Rusi Dinshaw

Personal information
- Full name: Rusi Nausherwan Dinshaw
- Born: 7 February 1928 Karachi, British India
- Died: 24 March 2014 (aged 86) Karachi, Pakistan
- Batting: Left-handed
- Role: Batsman

Domestic team information
- 1948–1949: Sind

Career statistics
| Competition | First-class |
| Matches | 9 |
| Runs scored | 171 |
| Batting average | 14.25 |
| 100s/50s | 0/0 |
| Top score | 35 |
| Balls bowled | 0 |
| Wickets | – |
| Bowling average | – |
| 5 wickets in innings | – |
| 10 wickets in match | – |
| Best bowling | – |
| Catches/stumpings | 6/– |
- Source: Cricinfo, 25 May 2019

= Rusi Dinshaw =

Pakistani cricketer (1928–2014)

Rusi Nausherwan Dinshaw (7 February 1928 - 24 March 2014) was a Pakistani cricketer who played first-class cricket from 1948 to 1952.

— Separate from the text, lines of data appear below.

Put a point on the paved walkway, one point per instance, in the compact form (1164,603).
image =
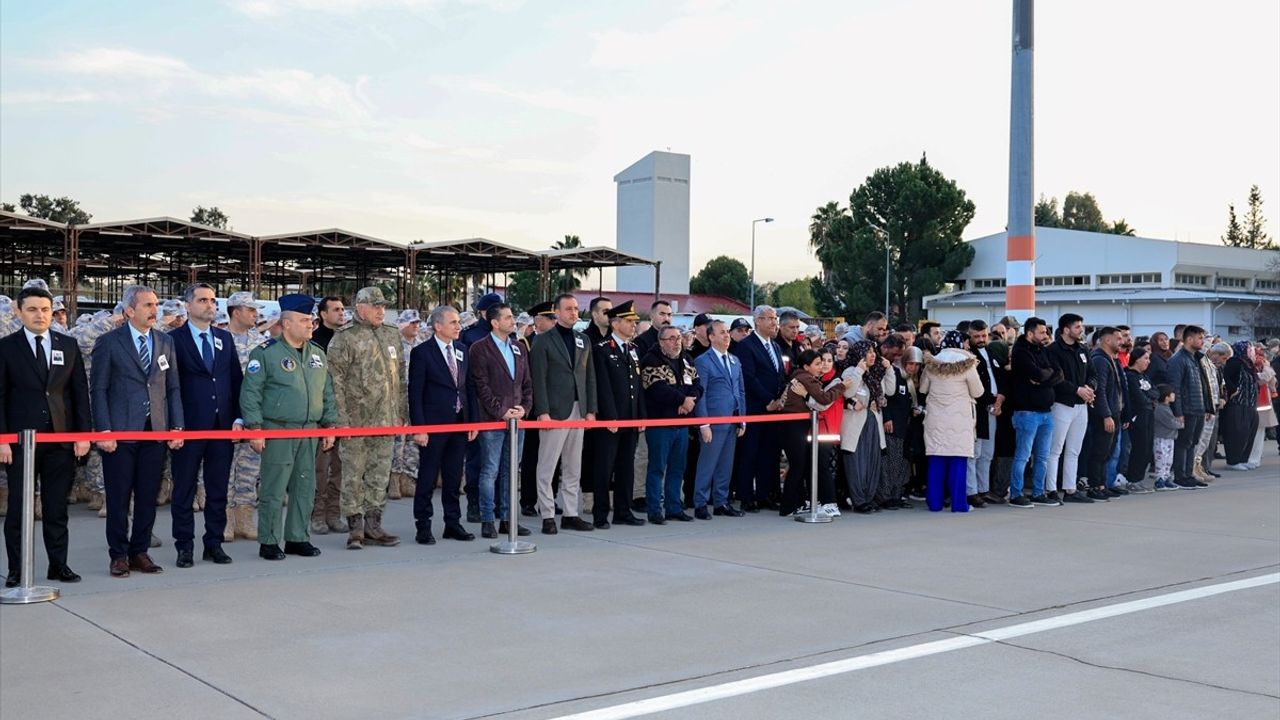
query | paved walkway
(602,620)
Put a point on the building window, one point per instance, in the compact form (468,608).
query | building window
(1061,281)
(1130,278)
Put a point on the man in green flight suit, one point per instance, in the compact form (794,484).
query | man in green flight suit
(287,386)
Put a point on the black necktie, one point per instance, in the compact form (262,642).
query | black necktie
(41,359)
(206,351)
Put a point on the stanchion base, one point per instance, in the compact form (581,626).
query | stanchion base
(26,596)
(512,547)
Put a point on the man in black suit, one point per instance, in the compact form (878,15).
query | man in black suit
(438,395)
(135,388)
(758,459)
(621,397)
(42,387)
(210,384)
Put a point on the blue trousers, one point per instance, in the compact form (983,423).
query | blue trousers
(1034,431)
(947,472)
(716,466)
(666,474)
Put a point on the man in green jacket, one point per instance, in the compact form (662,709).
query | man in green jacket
(287,386)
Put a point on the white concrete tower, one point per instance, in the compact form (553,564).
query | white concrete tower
(653,220)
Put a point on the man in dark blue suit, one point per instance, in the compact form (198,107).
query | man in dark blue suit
(723,396)
(135,388)
(210,382)
(438,396)
(757,465)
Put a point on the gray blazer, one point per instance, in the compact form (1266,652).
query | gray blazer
(122,395)
(557,377)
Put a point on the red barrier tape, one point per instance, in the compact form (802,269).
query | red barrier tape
(400,429)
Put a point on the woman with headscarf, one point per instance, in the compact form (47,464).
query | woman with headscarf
(1160,354)
(950,427)
(1266,413)
(1240,415)
(862,431)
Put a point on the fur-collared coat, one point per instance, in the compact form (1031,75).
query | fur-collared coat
(951,381)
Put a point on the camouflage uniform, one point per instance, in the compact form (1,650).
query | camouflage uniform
(365,363)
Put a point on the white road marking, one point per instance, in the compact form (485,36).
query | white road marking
(686,698)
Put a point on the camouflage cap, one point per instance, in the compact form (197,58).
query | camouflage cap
(370,296)
(243,299)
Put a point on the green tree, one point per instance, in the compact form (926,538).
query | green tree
(722,276)
(1047,215)
(211,217)
(796,294)
(923,214)
(56,209)
(1080,212)
(1255,224)
(1234,236)
(522,291)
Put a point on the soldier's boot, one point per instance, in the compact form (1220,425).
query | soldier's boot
(356,532)
(334,522)
(165,492)
(375,533)
(246,527)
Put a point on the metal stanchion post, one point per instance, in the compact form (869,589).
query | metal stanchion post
(26,592)
(512,546)
(813,515)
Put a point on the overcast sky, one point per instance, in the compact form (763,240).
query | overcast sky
(442,119)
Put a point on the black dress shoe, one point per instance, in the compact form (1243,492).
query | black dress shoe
(270,552)
(216,556)
(304,548)
(574,523)
(457,532)
(63,574)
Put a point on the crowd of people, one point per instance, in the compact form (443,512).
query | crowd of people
(1015,413)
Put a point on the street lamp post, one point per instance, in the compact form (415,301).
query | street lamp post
(885,236)
(753,258)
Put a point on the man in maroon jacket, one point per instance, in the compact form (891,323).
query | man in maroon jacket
(503,391)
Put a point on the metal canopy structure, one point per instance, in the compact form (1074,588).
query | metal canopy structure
(169,253)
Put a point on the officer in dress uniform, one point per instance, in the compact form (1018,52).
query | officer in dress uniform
(287,386)
(621,397)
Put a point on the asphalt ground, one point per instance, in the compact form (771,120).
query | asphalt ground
(691,620)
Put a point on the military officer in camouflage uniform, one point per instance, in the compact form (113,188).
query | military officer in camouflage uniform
(287,384)
(405,452)
(365,360)
(242,493)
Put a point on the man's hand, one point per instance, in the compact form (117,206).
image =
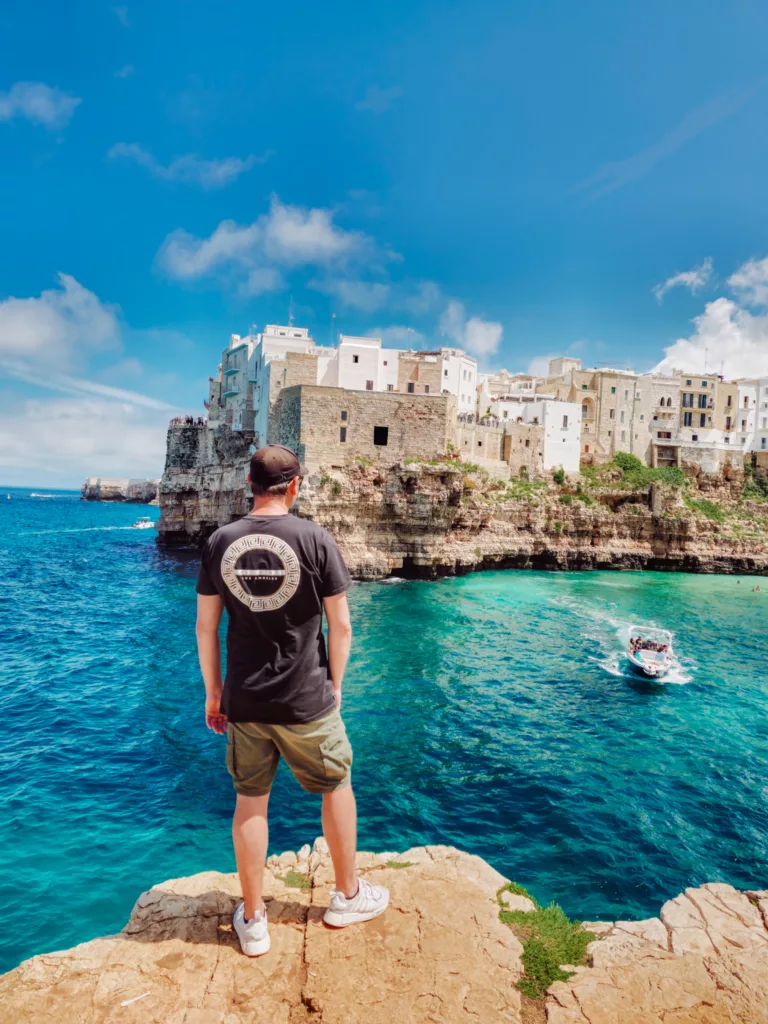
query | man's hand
(214,718)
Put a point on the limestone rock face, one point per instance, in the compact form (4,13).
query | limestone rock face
(430,520)
(438,953)
(704,962)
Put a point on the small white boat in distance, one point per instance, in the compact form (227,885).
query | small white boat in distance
(649,651)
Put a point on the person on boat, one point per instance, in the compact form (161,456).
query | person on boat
(275,574)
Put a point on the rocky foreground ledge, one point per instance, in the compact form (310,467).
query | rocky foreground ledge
(439,954)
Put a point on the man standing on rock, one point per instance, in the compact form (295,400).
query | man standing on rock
(275,573)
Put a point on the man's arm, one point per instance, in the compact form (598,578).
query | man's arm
(209,652)
(339,639)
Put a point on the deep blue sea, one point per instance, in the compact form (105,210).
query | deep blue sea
(492,712)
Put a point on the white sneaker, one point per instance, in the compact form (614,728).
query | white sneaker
(253,934)
(368,902)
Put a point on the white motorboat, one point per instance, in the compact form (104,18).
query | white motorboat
(649,651)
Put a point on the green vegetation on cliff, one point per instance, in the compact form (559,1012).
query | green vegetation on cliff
(549,940)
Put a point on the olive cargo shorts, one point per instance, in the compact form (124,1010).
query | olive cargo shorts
(317,753)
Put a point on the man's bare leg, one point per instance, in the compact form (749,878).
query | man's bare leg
(250,836)
(340,829)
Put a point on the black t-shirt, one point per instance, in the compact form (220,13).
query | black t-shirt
(272,573)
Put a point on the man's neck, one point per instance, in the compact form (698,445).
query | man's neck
(269,507)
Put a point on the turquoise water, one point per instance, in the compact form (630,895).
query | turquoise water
(491,712)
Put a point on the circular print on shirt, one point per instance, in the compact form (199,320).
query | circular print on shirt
(261,570)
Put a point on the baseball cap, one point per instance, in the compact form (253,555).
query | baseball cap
(274,464)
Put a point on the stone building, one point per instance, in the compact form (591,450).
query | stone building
(334,427)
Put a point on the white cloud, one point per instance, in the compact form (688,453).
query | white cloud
(365,295)
(58,327)
(40,103)
(286,237)
(188,168)
(397,336)
(751,283)
(262,280)
(422,298)
(379,100)
(619,173)
(480,338)
(694,280)
(727,339)
(59,441)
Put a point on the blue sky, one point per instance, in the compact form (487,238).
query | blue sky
(522,179)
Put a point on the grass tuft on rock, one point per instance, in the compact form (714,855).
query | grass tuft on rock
(549,938)
(295,880)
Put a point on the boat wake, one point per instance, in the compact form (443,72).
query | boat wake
(79,529)
(610,637)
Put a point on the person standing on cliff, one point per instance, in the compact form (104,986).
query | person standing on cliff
(275,574)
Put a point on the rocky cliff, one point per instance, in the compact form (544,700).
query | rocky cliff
(436,519)
(444,952)
(100,488)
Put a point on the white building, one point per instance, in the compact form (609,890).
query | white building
(460,378)
(561,422)
(249,375)
(752,415)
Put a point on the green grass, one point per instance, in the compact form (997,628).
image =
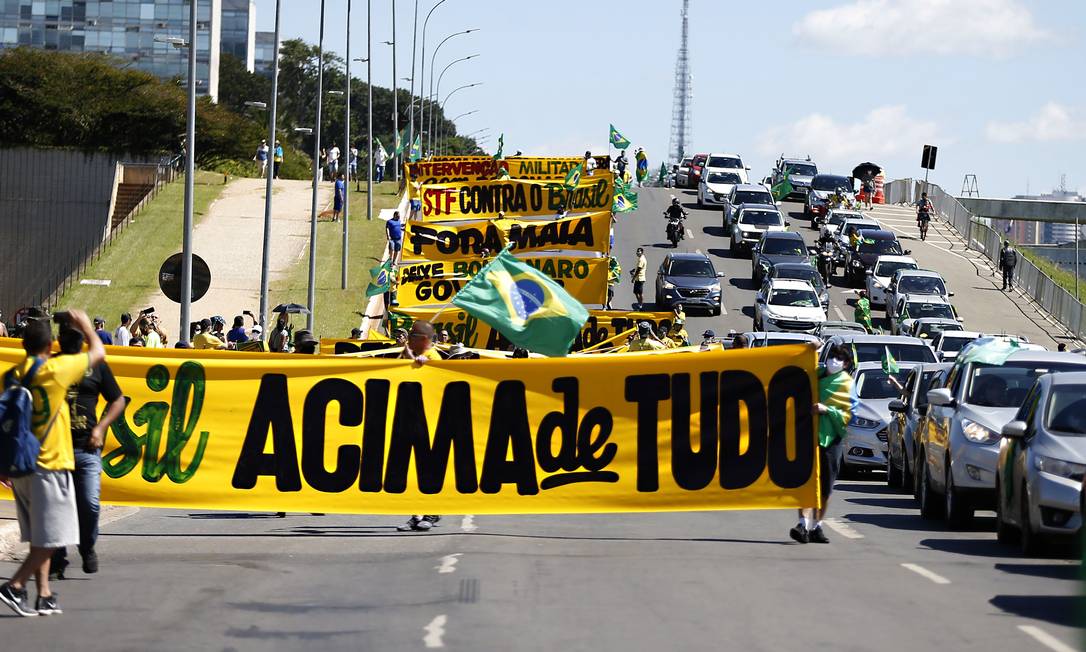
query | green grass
(336,310)
(131,262)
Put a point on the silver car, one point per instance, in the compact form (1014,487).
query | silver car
(960,448)
(1042,464)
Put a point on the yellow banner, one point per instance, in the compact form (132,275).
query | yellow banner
(516,198)
(602,325)
(609,434)
(433,283)
(438,241)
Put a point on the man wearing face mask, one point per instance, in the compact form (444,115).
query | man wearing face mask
(833,411)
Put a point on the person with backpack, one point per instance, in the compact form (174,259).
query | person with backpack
(34,414)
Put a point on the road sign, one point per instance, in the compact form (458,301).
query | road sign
(169,277)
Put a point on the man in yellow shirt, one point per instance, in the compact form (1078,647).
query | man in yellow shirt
(45,500)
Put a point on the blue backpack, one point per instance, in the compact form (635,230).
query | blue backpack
(19,446)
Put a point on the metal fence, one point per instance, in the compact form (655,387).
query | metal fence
(980,237)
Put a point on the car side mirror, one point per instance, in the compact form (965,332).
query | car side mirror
(1014,429)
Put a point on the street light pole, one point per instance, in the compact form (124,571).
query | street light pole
(267,188)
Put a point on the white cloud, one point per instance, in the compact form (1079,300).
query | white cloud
(894,27)
(1051,122)
(881,136)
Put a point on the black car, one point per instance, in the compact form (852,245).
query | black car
(871,245)
(689,279)
(775,248)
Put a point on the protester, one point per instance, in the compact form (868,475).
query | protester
(834,412)
(45,500)
(88,436)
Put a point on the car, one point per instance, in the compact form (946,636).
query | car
(872,348)
(947,343)
(773,248)
(716,186)
(871,245)
(881,272)
(913,306)
(752,221)
(960,447)
(926,328)
(689,279)
(787,304)
(742,193)
(909,412)
(799,172)
(802,272)
(917,283)
(1042,464)
(822,187)
(866,435)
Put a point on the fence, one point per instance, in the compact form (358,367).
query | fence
(979,236)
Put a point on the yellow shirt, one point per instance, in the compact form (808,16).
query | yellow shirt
(49,388)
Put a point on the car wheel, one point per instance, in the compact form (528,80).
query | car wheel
(957,509)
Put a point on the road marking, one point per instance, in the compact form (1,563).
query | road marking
(1046,639)
(843,528)
(935,577)
(434,630)
(449,563)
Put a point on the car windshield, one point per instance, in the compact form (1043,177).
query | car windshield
(826,182)
(1007,385)
(783,247)
(687,267)
(723,177)
(1066,410)
(761,218)
(876,384)
(723,162)
(794,298)
(921,285)
(886,268)
(880,246)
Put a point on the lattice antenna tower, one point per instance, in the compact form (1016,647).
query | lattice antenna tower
(681,120)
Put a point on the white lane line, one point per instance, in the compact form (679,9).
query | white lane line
(449,563)
(434,631)
(935,577)
(843,528)
(1046,639)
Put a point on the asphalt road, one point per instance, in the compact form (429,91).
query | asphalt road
(728,580)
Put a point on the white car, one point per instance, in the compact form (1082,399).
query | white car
(880,274)
(787,304)
(716,185)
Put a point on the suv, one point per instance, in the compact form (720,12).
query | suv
(689,279)
(752,221)
(741,195)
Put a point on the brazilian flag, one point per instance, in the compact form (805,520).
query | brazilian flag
(523,304)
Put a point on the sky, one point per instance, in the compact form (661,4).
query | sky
(995,84)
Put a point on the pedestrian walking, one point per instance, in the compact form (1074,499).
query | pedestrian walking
(1008,259)
(88,435)
(833,412)
(45,500)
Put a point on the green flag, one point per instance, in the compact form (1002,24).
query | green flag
(617,139)
(523,304)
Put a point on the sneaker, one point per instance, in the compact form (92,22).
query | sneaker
(799,534)
(48,606)
(16,600)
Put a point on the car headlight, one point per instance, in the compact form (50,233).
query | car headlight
(975,431)
(1060,467)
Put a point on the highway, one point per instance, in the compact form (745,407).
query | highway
(728,580)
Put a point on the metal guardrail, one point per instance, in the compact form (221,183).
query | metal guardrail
(1058,302)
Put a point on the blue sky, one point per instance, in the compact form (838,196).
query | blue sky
(996,84)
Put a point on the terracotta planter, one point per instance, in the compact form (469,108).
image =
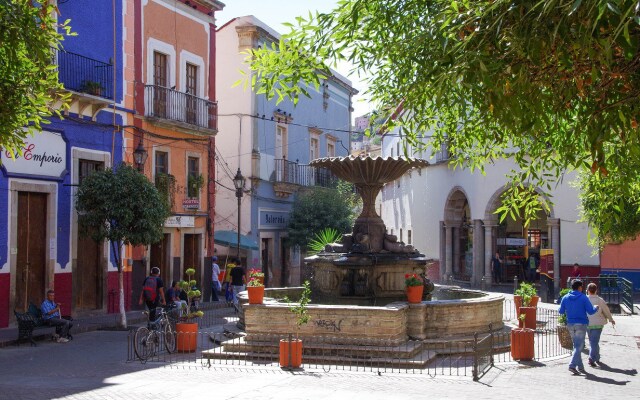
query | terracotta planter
(256,294)
(522,344)
(414,294)
(517,300)
(293,348)
(186,337)
(529,319)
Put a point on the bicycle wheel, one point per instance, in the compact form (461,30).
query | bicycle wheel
(169,338)
(143,343)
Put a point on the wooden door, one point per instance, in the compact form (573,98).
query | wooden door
(32,246)
(160,253)
(88,276)
(192,255)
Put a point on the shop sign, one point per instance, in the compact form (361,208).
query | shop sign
(43,155)
(191,204)
(511,242)
(180,221)
(273,219)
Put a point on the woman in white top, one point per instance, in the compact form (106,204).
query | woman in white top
(597,321)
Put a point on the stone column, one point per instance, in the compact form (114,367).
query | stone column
(554,223)
(478,252)
(456,250)
(449,252)
(488,249)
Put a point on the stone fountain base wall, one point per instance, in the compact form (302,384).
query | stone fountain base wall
(395,322)
(354,324)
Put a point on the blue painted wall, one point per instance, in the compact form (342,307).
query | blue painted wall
(92,21)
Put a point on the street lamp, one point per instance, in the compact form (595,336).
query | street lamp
(238,182)
(140,156)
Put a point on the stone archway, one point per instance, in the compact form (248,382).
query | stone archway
(457,257)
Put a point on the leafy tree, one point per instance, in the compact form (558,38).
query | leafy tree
(122,206)
(552,85)
(318,209)
(28,79)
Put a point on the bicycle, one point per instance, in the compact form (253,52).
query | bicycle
(147,339)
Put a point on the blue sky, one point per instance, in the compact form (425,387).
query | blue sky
(276,12)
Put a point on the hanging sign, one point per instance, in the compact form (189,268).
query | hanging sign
(43,155)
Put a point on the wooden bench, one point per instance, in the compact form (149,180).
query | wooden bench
(30,321)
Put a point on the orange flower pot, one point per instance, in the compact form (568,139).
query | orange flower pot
(522,344)
(529,319)
(517,300)
(293,348)
(414,294)
(256,294)
(186,337)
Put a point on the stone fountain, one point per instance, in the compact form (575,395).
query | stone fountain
(369,263)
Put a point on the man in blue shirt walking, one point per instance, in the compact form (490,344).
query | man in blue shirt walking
(576,305)
(51,316)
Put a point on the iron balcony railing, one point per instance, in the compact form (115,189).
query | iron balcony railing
(84,74)
(304,175)
(169,104)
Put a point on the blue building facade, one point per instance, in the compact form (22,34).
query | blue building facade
(272,145)
(40,246)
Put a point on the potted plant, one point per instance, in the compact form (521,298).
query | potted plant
(291,349)
(187,328)
(525,296)
(415,288)
(255,287)
(522,344)
(91,87)
(257,274)
(563,331)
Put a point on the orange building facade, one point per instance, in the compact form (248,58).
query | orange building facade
(171,128)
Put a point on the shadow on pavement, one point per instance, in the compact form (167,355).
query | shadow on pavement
(631,372)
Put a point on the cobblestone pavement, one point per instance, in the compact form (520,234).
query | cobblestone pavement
(92,367)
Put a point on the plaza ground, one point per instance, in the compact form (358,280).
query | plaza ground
(93,366)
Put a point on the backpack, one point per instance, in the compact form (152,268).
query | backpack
(150,289)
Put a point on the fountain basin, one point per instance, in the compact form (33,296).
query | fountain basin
(394,323)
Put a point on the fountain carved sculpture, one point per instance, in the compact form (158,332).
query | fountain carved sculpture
(370,263)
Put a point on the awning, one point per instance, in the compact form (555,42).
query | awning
(230,238)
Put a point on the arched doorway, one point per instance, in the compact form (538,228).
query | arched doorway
(459,241)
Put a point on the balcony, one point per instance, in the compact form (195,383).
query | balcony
(288,176)
(84,75)
(89,81)
(168,106)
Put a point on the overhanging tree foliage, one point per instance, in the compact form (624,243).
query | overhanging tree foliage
(29,85)
(318,209)
(122,206)
(551,84)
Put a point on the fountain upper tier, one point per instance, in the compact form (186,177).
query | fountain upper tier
(369,174)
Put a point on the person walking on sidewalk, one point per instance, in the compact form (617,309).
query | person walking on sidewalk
(597,321)
(215,282)
(237,281)
(51,316)
(577,306)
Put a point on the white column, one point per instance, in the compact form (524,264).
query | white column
(478,252)
(488,249)
(456,250)
(554,223)
(449,252)
(443,251)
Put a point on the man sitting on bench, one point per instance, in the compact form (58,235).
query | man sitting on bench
(51,316)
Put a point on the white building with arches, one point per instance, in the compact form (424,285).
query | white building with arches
(449,215)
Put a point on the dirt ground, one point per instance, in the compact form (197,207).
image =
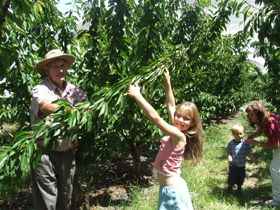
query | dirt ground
(104,186)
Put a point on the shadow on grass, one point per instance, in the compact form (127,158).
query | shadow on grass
(254,192)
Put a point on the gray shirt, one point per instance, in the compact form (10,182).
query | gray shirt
(47,90)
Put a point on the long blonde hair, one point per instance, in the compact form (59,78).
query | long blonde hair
(194,146)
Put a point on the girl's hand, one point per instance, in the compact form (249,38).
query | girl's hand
(252,141)
(134,90)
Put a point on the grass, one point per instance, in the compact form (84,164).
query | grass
(207,182)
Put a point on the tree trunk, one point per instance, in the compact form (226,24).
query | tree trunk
(4,12)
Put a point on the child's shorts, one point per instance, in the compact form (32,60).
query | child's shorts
(175,197)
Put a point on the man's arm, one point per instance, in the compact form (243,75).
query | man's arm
(170,100)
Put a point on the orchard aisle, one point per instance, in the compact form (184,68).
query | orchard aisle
(207,182)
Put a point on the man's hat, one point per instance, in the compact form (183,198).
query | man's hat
(52,55)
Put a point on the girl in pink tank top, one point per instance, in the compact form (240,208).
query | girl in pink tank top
(183,141)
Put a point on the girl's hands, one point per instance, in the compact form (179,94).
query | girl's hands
(167,74)
(134,91)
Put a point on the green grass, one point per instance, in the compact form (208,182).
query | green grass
(207,181)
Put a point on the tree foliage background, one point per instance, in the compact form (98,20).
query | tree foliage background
(123,42)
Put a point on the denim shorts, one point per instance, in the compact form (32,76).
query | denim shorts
(175,197)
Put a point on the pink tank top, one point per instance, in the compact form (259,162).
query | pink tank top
(168,160)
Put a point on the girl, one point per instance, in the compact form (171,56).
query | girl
(183,140)
(269,125)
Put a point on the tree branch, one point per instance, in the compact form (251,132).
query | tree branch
(4,129)
(5,12)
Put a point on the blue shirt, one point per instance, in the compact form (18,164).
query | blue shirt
(238,151)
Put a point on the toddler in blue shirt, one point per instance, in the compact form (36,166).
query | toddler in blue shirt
(237,150)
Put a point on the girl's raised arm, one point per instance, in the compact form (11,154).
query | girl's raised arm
(153,116)
(170,100)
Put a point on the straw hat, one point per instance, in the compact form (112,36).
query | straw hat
(52,55)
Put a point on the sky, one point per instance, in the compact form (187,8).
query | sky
(234,25)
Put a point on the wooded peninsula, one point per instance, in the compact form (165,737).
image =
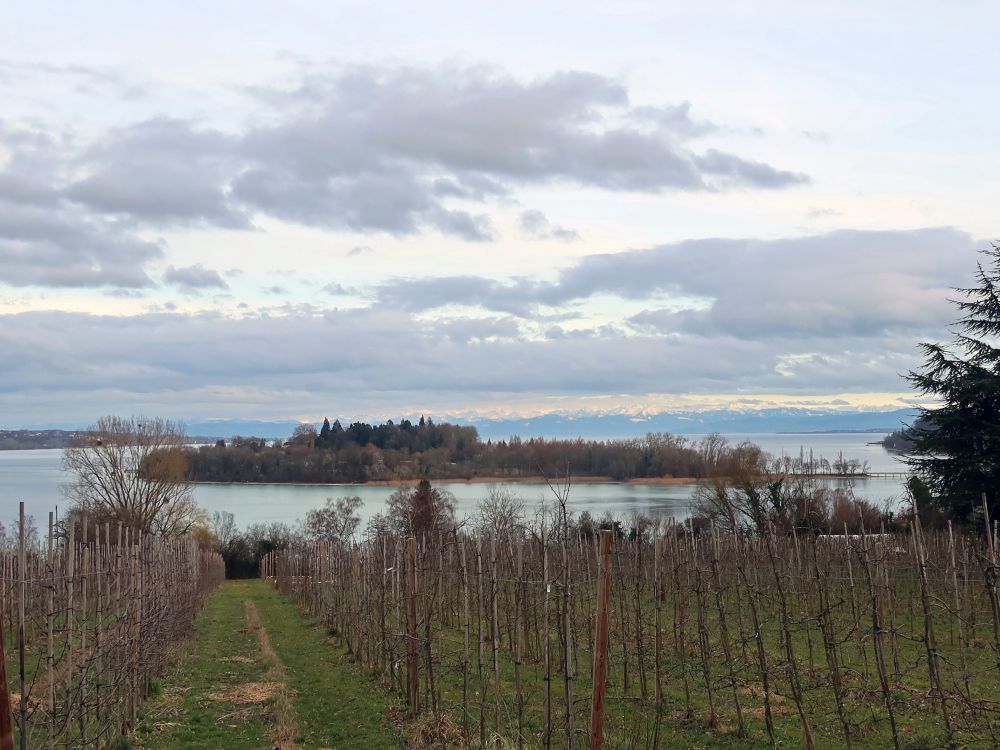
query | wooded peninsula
(407,451)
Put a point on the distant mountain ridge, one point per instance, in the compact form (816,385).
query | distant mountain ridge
(588,426)
(693,423)
(611,426)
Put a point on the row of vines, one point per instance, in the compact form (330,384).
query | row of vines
(798,640)
(91,614)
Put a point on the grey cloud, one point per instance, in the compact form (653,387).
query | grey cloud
(537,225)
(84,79)
(739,171)
(195,277)
(390,149)
(361,352)
(161,172)
(846,283)
(47,241)
(39,247)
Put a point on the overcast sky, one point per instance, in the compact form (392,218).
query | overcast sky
(262,210)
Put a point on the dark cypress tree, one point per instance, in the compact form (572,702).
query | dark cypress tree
(956,449)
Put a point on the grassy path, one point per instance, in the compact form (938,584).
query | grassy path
(257,673)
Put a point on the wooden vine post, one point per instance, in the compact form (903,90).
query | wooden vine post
(601,645)
(6,726)
(412,676)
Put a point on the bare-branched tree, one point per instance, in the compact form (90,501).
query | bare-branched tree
(336,521)
(133,471)
(501,512)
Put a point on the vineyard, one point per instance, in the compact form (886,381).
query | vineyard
(545,637)
(91,615)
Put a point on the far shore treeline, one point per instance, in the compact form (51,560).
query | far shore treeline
(407,451)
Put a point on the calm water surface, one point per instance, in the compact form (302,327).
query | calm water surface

A left-handed batsman, Dinshaw played in both unofficial Tests when Ceylon toured Pakistan in 1949-50, without making a substantial score. Later he was a member of the first Pakistan Test squad, which toured India in 1952–53. He never played in a Test, but he is the only Parsi to have ever been selected in a Pakistan Test squad.